Background
Cytobank is a cloud-based analytical platform and one of the many benefits associated with this architecture is having access to on-demand compute. One area in which this ability is very valuable is in the execution of machine-learning algorithms on scientific data, which is quickly becoming a standard strategy in data analysis. Cytobank creates dedicated cloud compute nodes as needed when running these resource-intensive algorithms and other related operations. This allows a researcher to scale their analyses to larger datasets, simultaneous runs, and ultimately to arrive at results faster without the bottleneck of analyzing on a personal computer.
When and How Do Tasks Compute Asynchronously?
A variety of operations in Cytobank are computed asynchronously on a dedicated computer within the Cytobank Cloud. Examples include SPADE, FlowSOM, viSNE, CITRUS, and a variety of other exports. In general, any task that displays a progress bar with the recognizable styling seen below is executing asynchronously. The progress bar will appear after clicking to start the functionality in question. There may be a lag period before the task starts executing while on-demand compute is being appropriated (see discussion on queues below). The presence of the progress bar means that the page can be closed or navigated away from without disrupting the task, since it is executing asynchronously.
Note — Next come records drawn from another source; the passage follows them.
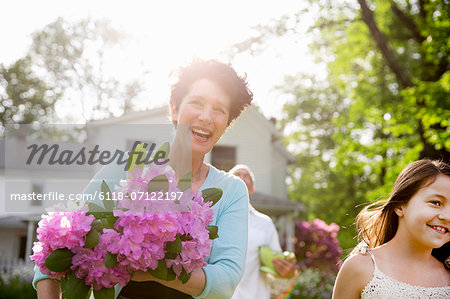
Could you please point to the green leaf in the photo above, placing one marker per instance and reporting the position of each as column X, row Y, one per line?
column 170, row 275
column 59, row 260
column 133, row 161
column 75, row 288
column 97, row 211
column 213, row 230
column 161, row 270
column 108, row 293
column 158, row 183
column 212, row 194
column 110, row 259
column 108, row 203
column 174, row 246
column 184, row 276
column 185, row 182
column 92, row 239
column 97, row 225
column 93, row 208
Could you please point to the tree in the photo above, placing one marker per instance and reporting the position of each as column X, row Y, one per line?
column 24, row 98
column 65, row 60
column 383, row 105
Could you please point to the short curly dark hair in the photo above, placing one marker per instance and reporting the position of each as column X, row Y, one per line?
column 220, row 73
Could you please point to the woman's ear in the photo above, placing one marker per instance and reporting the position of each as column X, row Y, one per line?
column 399, row 211
column 173, row 112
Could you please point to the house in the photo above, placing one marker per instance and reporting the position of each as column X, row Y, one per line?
column 252, row 140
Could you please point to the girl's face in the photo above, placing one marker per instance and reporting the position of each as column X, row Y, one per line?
column 206, row 108
column 426, row 217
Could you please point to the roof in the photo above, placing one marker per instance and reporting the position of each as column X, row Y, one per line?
column 274, row 206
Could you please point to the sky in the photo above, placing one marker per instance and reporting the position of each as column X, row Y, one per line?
column 167, row 34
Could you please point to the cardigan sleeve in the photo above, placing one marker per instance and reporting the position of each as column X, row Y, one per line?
column 226, row 263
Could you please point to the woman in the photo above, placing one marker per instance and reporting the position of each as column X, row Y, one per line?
column 400, row 234
column 208, row 96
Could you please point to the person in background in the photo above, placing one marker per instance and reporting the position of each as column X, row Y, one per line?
column 255, row 284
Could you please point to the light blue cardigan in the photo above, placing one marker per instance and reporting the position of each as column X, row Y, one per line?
column 226, row 262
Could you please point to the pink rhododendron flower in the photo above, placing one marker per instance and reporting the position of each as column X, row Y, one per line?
column 60, row 230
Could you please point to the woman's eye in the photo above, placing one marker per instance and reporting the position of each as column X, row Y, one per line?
column 436, row 203
column 220, row 110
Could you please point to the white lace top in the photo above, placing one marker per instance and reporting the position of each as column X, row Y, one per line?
column 383, row 286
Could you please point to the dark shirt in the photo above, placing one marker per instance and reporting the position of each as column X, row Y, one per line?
column 150, row 289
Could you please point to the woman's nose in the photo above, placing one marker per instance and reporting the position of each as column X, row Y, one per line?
column 206, row 114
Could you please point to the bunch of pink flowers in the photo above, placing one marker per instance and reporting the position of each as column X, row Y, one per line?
column 106, row 247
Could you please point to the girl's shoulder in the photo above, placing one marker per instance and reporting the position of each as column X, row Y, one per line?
column 355, row 273
column 360, row 263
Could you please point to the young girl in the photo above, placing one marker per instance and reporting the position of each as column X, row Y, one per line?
column 400, row 234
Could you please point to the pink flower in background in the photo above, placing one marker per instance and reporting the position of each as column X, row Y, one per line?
column 60, row 230
column 89, row 264
column 64, row 229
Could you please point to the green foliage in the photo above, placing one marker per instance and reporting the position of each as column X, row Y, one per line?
column 384, row 103
column 313, row 284
column 17, row 283
column 24, row 97
column 64, row 58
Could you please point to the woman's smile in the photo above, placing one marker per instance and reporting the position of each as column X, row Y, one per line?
column 206, row 107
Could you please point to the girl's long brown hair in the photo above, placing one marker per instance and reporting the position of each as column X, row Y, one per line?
column 377, row 223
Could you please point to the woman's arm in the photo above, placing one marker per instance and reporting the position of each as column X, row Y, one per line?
column 354, row 275
column 48, row 289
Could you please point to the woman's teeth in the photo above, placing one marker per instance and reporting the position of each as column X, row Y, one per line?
column 440, row 229
column 200, row 132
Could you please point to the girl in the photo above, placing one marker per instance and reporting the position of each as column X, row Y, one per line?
column 400, row 234
column 208, row 96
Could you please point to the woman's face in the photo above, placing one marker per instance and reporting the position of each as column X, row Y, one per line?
column 206, row 108
column 426, row 217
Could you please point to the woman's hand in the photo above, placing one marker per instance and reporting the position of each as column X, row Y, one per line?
column 194, row 286
column 48, row 289
column 285, row 268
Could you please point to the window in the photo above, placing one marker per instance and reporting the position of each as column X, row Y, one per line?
column 37, row 188
column 223, row 157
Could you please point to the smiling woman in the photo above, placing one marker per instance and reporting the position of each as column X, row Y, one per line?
column 207, row 97
column 400, row 234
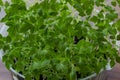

An email will be sent when the task completes, or the page can simply be checked later.
(a typical asynchronous computation progress bar. The exact styling may change depending on the task, but the underlying principle is the same)
Asynchronous Task Limits and Queues
After starting an asynchronous task a progress bar will appear. The progress bar may indicate that the task is currently in a queue:
(progress bar queue message)
There are three reasons a task could be in the queue:
1) Compute resources are currently being allocated -- Cytobank manages an extensive array of compute nodes within the Cytobank Cloud. They are allocated and de-allocated dynamically. If a compute resource is available when a job is created, it will be assigned to that resource immediately. In this case the queue message may still appear but only very briefly. If compute resources aren't available, then they will be allocated. This process should take a small number of minutes at most, during which time the task will remain queued.
2) The Per-User Task Limit has been reached -- Every Cytobank user has a cap on the number of asynchronous tasks that can be run simultaneously, regardless of task type. Any tasks submitted beyond this limit will be queued and executed as the per-user queue is cleared by the completion of existing tasks. This limit is three simultaneously executing tasks, assuming that there are task slots available within the Server Task Limit (see below).
3) The Server Task Limit has been reached -- Each Enterprise Cytobank server has its own task limit. When this cap has been reached, no new compute resources will be allocated for the server, regardless of per-user dynamics. All tasks submitted beyond this cap will thus be queued until spaces open for computation. The default cap for Enterprise Cytobank is five simultaneous tasks for the server. A larger task limit can be purchased.